Using the gas tax as the main highway funding source is becoming increasingly unsustainable.
First, the purchasing power of the fuel tax is declining due to the growing number of electric and hybrid vehicles as well as the increasing fuel efficiency of conventional vehicles.
Second, highways have suffered, as many U.S. states and localities have diverted specific fees and taxes designed to fund them. The lost revenue from diversions and the decline in purchasing power result in increased congestion, additional traffic accidents and shorter vehicle lifespans due to poor pavement conditions.
While the per-gallon fuel tax served the country well for decades as the nation’s primary highway funding source, its shortcomings have become more apparent over time. Often fuel tax increases are not politically palatable, and even when implemented fall short of providing the needed funding. The diversion of highway funds to non-highway sources intensifies the problem.
To more effectively and equitably fund our nation’s roadways, transportation agencies need to adopt a stronger users-pay/users-benefit approach that does not depend on fuel use and that strengthens the link between where revenues are obtained and where they are spent.
Policymakers are examining mileage-based user fees (MBUF) as a more sustainable revenue source than the gas tax. Using MBUFs as the main funding source is fairer, more reliable and more transparent, and better equips transportation agencies to face continued changes in vehicle propulsion.

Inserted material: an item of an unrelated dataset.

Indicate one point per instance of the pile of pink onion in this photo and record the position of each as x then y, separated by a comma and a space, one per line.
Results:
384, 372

Funding roadways through fuel taxes served the nation well for most of the 20th century, but increased fuel economy, coupled with the increase in electric and hybrid vehicles, has made fuel taxes an unreliable revenue source. Even while many states have managed to raise fuel tax rates to compensate for some of the funding problems, the decline in overall fuel tax revenues is projected to worsen considerably in the coming decades. Without a change in funding method, the fuel tax will become increasingly unsustainable.

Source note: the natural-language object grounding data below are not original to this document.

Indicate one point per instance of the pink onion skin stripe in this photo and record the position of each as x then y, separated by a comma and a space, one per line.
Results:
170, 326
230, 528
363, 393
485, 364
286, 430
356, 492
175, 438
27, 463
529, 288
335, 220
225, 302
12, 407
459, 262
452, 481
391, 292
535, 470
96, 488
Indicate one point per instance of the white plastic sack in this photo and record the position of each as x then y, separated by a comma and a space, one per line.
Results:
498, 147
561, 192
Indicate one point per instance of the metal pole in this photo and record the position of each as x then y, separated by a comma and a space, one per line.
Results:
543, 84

While per-mile charging was not a viable alternative in previous decades, technological advances and a decreasing ability to fund roads and highways adequately have made user fee models such as MBUFs and tolling more attractive. Oregon’s experience has already proven that an MBUF system can work effectively and gain public acceptance.
Charging users based on the miles they drive will continue to face public skepticism, and the transition from per-gallon to per-mile funding will be substantial. But the various state pilot projects show that concerns over privacy and fairness have been (so far) unfounded. And while the concept does require some adjustments for drivers, participants appear to have easily adapted to them.

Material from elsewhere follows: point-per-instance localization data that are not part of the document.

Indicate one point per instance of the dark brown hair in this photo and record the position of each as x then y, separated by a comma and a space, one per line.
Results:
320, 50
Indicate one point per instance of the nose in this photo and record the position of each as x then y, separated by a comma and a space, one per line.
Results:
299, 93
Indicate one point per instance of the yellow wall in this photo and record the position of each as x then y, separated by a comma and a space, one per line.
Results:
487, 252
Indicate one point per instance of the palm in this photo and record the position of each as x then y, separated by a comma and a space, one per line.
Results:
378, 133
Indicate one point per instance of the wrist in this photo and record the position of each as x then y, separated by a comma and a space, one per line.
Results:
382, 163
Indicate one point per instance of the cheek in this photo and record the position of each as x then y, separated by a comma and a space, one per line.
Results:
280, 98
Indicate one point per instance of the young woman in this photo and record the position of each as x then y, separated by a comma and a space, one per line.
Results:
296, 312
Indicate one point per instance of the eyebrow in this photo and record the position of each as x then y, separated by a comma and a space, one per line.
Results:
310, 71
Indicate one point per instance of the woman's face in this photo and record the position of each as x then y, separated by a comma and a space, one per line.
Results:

From an agency standpoint, operating under a mileage-based funding arrangement appears to deliver the least headaches: Everyone pays for what they use, no one avoids paying for what they use, and formulas can be designed and tweaked to ensure that sufficient funds are available to properly maintain roads.
By avoiding fuel taxes’ inherent and increasing problems, MBUFs offer the best path forward to ensure roads and highways receive the most effective funding through an approach that is fairer, more reliable and more sustainable.